The Illinois River Basin must be understood as both a natural legacy, to which humans responded, and as a developed landscape, in which hydrological systems have been profoundly altered, sometimes intentionally and sometimes inadvertently. The Basin lies largely within the Prairie Division, a natural classification based on macroclimate and native vegetation that spans portions of 12 states (Bailey 1998), and it is also in the center of the Corn Belt, a classification based on intensive human use of the land for row crop agriculture (Hudson 1994). In addition to these natural and agricultural classifications, the basin is also characterized by a significant urban component which includes the city of Chicago. From a social perspective, IRB represents many others in the developed world, where the consequences of development are now evident and there is rising public interest not only in maintaining beneficial commercial uses, but also in recovering natural goods and services, including attractive environments for outdoor recreation, maintenance of biodiversity, flood attenuation, groundwater protection, and nutrient retention and cycling. Social desires to naturalize or restore rivers and watersheds will test our scientific understanding of these systems and our ability to make useful predictions about alternative approaches to naturalization. The IRB is a good place to address the scientific challenges of understanding the water-related parts of an ecosystem well enough to regain and sustain natural goods and services within a largely developed landscape. The IRBO proposes to understand the legacies of the past to the extent necessary to understand the present, and support sustainable development, through predictive studies, that balances human wants and needs with desirable ecosystem processes and functions.

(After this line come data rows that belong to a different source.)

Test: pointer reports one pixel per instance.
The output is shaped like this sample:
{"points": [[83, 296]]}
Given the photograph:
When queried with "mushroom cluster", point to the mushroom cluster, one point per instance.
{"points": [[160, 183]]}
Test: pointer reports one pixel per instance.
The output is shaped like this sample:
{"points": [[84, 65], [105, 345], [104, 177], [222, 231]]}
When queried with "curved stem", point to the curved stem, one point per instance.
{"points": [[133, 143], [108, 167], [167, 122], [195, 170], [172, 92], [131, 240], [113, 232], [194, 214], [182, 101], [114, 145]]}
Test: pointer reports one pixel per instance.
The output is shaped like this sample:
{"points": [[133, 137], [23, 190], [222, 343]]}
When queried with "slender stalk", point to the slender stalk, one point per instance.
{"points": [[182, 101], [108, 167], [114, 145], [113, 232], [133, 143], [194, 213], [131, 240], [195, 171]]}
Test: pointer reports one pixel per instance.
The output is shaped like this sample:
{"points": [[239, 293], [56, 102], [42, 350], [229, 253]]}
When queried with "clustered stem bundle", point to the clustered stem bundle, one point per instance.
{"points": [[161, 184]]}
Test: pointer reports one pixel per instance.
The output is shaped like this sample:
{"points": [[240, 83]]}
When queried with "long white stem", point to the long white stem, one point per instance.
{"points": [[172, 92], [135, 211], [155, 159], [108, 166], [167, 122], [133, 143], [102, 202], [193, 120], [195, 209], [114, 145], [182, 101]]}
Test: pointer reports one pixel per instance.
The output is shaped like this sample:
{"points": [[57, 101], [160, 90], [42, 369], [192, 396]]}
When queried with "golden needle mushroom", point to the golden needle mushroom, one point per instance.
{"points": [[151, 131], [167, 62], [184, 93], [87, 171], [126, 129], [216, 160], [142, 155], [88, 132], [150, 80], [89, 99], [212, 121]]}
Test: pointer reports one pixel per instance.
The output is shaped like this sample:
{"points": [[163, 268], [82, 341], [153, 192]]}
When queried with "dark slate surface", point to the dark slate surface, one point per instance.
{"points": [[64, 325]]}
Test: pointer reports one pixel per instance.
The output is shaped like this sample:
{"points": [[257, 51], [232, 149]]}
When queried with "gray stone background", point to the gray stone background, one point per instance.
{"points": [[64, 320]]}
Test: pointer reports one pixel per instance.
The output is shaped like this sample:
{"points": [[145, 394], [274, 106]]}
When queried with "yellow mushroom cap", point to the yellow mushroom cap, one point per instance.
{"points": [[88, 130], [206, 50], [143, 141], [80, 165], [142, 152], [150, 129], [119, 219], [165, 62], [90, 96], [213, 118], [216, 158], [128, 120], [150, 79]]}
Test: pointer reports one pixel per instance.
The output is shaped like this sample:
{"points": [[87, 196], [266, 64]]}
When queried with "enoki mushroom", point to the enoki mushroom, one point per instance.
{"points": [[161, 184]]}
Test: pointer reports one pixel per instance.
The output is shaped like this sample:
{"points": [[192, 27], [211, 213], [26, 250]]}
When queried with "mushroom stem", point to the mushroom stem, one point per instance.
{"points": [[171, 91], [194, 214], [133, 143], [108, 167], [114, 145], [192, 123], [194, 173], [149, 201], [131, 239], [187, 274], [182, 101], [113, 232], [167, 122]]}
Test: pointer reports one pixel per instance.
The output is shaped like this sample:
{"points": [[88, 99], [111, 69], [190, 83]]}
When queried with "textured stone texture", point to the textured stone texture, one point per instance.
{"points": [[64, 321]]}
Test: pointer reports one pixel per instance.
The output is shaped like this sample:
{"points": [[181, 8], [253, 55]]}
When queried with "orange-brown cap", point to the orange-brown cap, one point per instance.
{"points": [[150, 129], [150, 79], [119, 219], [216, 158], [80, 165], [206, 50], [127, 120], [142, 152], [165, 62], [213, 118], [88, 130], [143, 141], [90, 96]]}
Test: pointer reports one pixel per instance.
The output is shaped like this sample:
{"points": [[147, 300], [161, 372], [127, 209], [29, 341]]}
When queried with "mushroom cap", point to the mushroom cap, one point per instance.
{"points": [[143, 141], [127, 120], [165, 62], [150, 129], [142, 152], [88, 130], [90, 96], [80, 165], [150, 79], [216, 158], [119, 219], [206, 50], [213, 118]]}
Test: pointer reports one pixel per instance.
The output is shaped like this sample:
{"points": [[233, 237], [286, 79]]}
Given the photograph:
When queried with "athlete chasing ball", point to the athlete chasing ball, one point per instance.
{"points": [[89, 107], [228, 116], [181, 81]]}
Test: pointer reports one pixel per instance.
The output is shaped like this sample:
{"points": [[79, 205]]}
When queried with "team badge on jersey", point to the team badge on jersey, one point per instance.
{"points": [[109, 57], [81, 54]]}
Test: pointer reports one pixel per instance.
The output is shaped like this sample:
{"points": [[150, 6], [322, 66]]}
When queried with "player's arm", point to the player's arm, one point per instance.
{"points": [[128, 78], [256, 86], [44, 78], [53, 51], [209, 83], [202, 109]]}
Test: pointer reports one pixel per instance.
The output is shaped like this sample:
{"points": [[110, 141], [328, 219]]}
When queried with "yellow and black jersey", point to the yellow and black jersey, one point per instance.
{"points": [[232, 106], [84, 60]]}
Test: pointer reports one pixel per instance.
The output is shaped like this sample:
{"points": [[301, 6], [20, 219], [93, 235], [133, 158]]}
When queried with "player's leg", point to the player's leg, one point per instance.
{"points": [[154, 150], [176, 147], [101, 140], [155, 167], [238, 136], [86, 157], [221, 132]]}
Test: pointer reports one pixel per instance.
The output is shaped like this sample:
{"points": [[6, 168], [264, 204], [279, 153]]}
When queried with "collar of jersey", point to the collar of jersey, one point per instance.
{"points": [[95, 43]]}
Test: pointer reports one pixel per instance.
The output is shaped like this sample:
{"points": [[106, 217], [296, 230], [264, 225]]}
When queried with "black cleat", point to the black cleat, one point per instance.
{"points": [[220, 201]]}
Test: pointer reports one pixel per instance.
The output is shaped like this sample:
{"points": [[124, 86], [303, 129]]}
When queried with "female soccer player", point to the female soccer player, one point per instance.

The Illinois River begins at the confluence of the Des Plaines and Kankakee rivers near Chicago, Illinois, and flows 380 km. southwest to the Mississippi River at Grafton, Illinois. The topography in the basin is relatively flat with surface elevation ranging from 180 to 240 meters above mean sea level. Glacial features, originating in the Pleistocene Epoch are the major landforms in IRB. Several glacial advances covered the region, which have distinct effects on watershed characteristics. The climate of the basin is humid continental with cold and relatively dry winters, and warm, wet summers. The climate is well suited for agricultural production with little need for irrigation. The average annual precipitation in the basin is about 90 cm with an average snowfall of 65 cm. IRB experiences spring flooding during the months of March through May and occasionally in summer and autumn. Spring storm events and snowmelt create flood pulses connecting the stream and floodplain ecosystems. Extreme events such as floods (e.g. 1993) and droughts (e.g. 1988) have a significant human and economic impact on the region. Millions of waterfowl and other migrant birds travel through the Mississippi flyway, in which the basin floodplains provide important resting and foraging sites for them.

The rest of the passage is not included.